Right now, Nick and I are doing one of my favourite cleansing diets, boosting our metabolisms and happily, rediscovering simple pleasures and simple delicious meals. We are content, enjoying the luxury of a delightful cup of tea. The plan after this is to then ease into a healthier routine, a slow build to regular exercise, and more healthful choices. At the same time, we have been blessed with some lovely abundances, and in turn are increasing our efforts to bless others, to be thankful.
And of course, it is also the season of spring cleaning, sorting through and purging the clutter. I’m slowly learning to work and plan at a manageable pace. Often, I’ve either wanted to overhaul everything or sit and do nothing despondently. Of course, neither is really a good idea in the long run. So, I must learn – learn to accept the somewhere in between, learn to plan enough to keep motivated, but not to exhaustion. It is better to work slowly and steadily towards a higher quality, lasting result. One file at a time, one drawer at a time, one room at a time. I’m good at multitasking, but I’ve been doing far too much of it, and right now I’m learning to let things move at their more natural pace.

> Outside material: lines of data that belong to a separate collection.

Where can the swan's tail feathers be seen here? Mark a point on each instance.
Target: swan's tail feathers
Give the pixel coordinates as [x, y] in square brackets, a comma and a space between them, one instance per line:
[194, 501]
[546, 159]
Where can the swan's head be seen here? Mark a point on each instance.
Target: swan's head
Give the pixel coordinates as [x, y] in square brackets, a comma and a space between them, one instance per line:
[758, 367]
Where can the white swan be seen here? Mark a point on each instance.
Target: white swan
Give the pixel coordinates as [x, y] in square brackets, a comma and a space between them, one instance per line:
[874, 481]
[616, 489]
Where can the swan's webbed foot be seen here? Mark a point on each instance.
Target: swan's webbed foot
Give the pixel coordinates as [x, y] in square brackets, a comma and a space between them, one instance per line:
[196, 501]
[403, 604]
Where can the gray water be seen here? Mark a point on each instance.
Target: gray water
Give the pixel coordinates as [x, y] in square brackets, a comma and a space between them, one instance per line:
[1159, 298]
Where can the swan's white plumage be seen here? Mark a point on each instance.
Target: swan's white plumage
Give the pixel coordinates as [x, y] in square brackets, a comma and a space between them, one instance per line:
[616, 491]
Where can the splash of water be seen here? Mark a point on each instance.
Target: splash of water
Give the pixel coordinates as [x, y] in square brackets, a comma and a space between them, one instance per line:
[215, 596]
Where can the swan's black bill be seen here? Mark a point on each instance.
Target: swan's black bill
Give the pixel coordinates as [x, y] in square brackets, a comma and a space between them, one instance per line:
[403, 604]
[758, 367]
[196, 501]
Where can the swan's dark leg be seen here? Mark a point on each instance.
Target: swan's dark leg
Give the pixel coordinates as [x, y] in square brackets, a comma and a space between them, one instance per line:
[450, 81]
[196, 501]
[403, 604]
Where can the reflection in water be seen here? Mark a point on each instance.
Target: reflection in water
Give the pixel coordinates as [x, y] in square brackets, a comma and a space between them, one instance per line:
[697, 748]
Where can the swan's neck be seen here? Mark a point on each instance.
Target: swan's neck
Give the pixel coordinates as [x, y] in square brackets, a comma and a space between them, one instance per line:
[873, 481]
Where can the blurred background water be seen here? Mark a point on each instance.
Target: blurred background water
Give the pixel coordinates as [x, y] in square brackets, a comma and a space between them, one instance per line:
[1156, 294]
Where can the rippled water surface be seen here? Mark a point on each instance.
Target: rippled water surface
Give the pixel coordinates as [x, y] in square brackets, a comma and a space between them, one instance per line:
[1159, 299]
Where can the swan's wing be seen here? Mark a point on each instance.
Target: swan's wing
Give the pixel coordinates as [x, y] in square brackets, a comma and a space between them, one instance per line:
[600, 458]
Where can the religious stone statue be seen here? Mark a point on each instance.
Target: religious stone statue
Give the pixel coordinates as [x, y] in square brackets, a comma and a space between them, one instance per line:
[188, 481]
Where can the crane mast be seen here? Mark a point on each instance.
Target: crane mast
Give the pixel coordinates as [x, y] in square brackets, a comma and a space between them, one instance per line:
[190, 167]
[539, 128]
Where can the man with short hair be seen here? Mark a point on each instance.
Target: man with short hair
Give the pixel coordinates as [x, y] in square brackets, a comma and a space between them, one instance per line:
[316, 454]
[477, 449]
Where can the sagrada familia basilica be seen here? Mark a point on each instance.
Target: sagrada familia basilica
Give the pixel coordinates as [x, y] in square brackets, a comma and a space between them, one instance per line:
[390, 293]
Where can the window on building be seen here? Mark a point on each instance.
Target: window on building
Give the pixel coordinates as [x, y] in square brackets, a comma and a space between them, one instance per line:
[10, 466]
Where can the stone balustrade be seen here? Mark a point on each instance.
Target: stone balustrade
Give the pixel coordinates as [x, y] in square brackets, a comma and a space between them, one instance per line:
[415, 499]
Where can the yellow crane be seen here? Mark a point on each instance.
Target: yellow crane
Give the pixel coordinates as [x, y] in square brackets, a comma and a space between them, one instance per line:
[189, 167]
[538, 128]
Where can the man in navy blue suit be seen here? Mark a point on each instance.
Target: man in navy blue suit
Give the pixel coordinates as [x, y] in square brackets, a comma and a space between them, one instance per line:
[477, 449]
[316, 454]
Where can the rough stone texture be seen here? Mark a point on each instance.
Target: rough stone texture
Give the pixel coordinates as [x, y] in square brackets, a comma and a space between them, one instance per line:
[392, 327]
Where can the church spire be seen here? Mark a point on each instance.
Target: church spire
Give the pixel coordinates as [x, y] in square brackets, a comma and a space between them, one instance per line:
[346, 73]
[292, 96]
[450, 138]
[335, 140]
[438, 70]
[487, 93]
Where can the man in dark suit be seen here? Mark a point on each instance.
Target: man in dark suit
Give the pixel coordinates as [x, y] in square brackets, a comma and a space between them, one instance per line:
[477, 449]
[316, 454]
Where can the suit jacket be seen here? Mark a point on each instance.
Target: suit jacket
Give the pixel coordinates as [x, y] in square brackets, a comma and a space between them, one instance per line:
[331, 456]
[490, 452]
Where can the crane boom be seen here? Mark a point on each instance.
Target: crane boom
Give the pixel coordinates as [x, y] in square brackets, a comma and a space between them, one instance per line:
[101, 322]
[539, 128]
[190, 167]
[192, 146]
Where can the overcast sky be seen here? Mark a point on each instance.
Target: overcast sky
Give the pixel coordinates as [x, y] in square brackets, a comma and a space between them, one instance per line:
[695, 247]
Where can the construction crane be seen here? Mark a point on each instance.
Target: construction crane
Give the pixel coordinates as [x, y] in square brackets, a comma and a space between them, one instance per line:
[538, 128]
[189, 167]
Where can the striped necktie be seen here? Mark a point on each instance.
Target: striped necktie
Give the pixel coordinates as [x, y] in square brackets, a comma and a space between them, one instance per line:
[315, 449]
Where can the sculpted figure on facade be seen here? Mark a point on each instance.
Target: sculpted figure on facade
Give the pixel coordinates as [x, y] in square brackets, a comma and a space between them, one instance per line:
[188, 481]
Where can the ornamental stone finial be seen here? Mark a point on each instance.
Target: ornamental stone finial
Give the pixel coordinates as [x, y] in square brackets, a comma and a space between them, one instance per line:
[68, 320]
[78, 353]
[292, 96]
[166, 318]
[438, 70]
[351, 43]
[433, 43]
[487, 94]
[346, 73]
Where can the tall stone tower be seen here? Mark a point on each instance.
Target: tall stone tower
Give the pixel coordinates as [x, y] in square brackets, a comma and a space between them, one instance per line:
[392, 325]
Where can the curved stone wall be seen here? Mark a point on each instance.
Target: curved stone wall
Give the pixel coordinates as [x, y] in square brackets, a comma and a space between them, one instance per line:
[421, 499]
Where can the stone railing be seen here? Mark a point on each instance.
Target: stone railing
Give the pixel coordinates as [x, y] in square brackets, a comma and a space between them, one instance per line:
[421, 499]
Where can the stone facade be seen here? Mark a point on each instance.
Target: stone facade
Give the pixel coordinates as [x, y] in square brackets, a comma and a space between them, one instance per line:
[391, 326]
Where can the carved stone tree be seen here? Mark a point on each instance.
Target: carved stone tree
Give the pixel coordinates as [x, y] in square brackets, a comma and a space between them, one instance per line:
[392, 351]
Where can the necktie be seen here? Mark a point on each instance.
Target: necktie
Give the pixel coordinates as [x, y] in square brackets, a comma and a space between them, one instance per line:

Most importantly of all, my journey of faith has passed a landmark. I feel like I’ve been searching for certain answers for a very long time, and the answers have come, and with it, a peace and happiness unlike anything else. Serenity. For so long I have either felt like a frail rose quivering in the wind, or like I was shielding myself, trying to appear tough to hide fear and old wounds. For the first time in a long time, both of those have been replaced with quiet and calm, and I can be still from the very depths of my soul. The earth is awakening at long last, and so am I.